Traumatic cardiac arrest: in adults, evidence for aggressive treatment of reversible causes. Consensus is for bundle of simultaneous interventions (not all necessary for every case), prioritised ahead of CPR!

  • Haemorrhage control
  • ETT or equivalent
  • Bilat finger thoracostomies
  • Rapid volume replacement with warmed blood NOT thoracotomy or inotropes. Persistent low ETCO2 is poor prognostic sign.

Even if death declared out of hospital, should be admitted for after care.

NAI audit – 5.2% rate of suspected child abuse. 75% under 1 yr. Often major trauma, often severe brain injury.

Major Incident

Workload should be spread out. Over 12 should go to adults (unless lots of adults too). Walking wounded to non trauma centres. Try not to separate children from injured parents – who worst affected?

Hyperkalaemia

Usually due to renal failure. Causes arrhythmia and death…

Treatment

  • Slow injection of calcium – note calcium chloride and gluconate both available so potential for confusion. Dose is 0.11 mmol/kg, to be given over 5–10 minutes, maximum 4.5 mmol (0.11 mmol/kg is equivalent to 0.5 mL/kg of calcium gluconate 10%). Repeat as necessary if ECG changes do not improve.
  • Bicarbonate indicated if hyperkalaemia due to acidosis or renal failure. 
  • Insulin/dextrose – 10ml/kg 10% dextrose (so 5x usual dose for hypoglycaemia!), plus 0.1u/kg insulin (max 10 units), give over 5 mins. Likely peak action at 30 mins.
  • Dialysis.
  • Hydrocortisone if suspected Addisons. 
  • ECG monitoring
  • Repeated salbutamol nebs

Frusemide and calcium resonium only for asymptomatic!

Transfusions

January 2022 – safety alert from MHRA/CMO regarding deaths where there was a delay in providing emergency transfusion.

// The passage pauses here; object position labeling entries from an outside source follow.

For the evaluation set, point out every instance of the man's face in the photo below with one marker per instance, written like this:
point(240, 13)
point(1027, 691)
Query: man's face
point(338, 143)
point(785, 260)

Should be agreed criteria for rapid concessionary release of blood products.

One issue is Autoimmune haemolytic anaemia, where the presence of red cell antibodies will complicate cross matching (11% mortality!).

Another issue highlighted is failure to give Prothrombin complex concentrate to reverse warfarin (and some other anticoagulants) where severe or limb/sight threatening bleeding.